Displays are more varied in physical size than at any point in the history of the web. Cennydd reminds us that there is no one popular screen size. Pixel dimensions range from 300px to 3000px, so fixed-width designs are no longer a viable option. In the 'Wider Web' there is more to consider than screen size, Orientation and Pixel density must also be figured into our designs.
Similarly, when it comes to Inputs we can't assume the user is equipped with a standard desktop keyboard and mouse. Trackpads, gesture sensitive screens, mobile keypads, soft keyboards, accelerometers and voice recognition must also be considered. With emerging inputs such as the 'Kinect', we as designers haven't scratched the surface of how they might be used to their full potential and enhance the user experience.
Another particularly interesting point with regards to emerging touch screen interfaces was made by Cennydd about how hand movements may obscure parts of our devices screen as we interact. This throws up another layer of design to consider when tasked with creating a highly accessible layout across multiple mediums.

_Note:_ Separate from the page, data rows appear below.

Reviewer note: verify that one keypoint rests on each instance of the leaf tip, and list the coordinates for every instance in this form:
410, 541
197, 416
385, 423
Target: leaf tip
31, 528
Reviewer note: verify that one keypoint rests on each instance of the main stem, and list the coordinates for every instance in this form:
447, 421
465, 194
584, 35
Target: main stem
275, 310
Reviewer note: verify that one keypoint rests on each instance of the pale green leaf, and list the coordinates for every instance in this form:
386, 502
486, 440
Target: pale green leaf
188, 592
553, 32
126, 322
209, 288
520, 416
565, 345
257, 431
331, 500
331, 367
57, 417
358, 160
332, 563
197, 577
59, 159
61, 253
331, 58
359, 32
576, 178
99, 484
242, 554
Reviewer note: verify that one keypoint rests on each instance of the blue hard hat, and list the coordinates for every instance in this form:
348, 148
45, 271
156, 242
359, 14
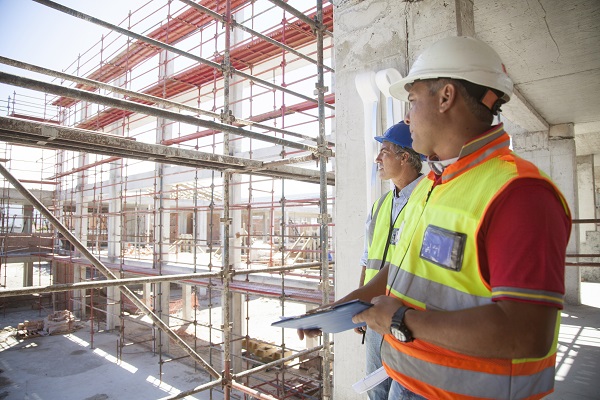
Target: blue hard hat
398, 134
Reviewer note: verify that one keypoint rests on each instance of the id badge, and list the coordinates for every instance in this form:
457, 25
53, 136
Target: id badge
443, 247
395, 234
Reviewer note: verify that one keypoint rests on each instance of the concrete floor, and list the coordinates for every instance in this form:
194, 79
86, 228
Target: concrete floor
578, 359
65, 367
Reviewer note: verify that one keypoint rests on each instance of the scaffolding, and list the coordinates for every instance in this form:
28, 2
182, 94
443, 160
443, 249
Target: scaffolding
184, 170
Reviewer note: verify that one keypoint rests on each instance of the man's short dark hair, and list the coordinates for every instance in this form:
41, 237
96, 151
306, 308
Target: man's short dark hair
414, 158
481, 112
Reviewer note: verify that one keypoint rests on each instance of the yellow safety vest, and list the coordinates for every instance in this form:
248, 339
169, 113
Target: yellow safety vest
380, 234
438, 270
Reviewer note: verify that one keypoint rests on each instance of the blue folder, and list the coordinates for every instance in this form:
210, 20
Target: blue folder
332, 319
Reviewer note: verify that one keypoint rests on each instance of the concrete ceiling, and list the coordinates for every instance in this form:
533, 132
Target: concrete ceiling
551, 49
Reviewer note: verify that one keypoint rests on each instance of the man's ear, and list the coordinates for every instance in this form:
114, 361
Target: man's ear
447, 97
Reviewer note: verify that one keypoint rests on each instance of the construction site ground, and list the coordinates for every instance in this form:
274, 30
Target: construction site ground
66, 367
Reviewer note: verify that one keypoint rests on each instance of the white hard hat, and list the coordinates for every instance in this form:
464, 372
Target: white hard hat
458, 57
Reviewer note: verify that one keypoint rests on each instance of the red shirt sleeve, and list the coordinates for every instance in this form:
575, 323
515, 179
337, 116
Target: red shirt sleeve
522, 244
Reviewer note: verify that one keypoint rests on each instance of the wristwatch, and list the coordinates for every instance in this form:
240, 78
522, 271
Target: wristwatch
399, 328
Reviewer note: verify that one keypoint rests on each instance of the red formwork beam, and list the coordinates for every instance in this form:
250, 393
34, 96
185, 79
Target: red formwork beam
306, 105
174, 30
297, 34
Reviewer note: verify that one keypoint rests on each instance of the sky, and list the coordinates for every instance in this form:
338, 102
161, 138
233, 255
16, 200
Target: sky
37, 34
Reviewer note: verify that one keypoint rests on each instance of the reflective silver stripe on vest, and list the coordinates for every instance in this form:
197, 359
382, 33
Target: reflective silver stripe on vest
434, 295
374, 217
477, 161
375, 264
466, 382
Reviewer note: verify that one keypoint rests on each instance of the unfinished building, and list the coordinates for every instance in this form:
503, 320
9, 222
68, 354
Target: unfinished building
186, 154
176, 187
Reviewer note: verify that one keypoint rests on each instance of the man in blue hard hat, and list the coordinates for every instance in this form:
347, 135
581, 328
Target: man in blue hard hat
398, 162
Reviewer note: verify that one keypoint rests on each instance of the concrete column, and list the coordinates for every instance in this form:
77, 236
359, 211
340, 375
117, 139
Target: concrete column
563, 155
79, 295
114, 219
586, 191
164, 131
113, 299
163, 294
237, 322
147, 295
186, 296
27, 273
371, 36
81, 206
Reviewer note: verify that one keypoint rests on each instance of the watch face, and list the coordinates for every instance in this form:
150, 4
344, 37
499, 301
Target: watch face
398, 334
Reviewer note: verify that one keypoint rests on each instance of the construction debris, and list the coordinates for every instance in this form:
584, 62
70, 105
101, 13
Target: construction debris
59, 322
29, 329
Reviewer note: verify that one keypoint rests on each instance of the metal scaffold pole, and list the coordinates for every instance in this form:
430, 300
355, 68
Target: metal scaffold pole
324, 215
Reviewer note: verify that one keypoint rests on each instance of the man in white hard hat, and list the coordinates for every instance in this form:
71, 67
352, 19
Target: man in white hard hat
475, 287
471, 305
398, 162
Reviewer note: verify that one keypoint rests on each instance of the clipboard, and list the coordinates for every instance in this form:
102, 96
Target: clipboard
331, 319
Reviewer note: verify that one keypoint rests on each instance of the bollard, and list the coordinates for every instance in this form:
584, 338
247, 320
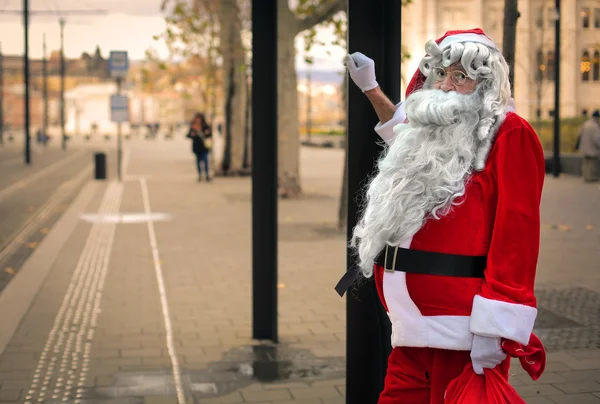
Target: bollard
100, 163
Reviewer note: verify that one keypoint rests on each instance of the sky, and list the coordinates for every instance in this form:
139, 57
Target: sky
127, 25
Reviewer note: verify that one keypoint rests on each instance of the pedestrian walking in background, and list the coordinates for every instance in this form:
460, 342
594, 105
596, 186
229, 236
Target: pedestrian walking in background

Cennydd introduced the idea of designing for an Ecosystem of devices. The User Experience should not be ported from one device to another, but each should 'hang together' to create a rich cross-device experience, with full advantage being taken of each device's capabilities.
The presentation also highlighted a shift in mindset that is needed when it comes to design deliverables. Cennydd urges designers to take a more modular approach, giving the client the 'lego bricks' to put together their own website.
We're looking forward to reading more about Cennydd's 'Wider Web' in his forthcoming book due to be released this winter by Five Simple Steps. If you get the chance to see one of his upcoming talks do not pass it up.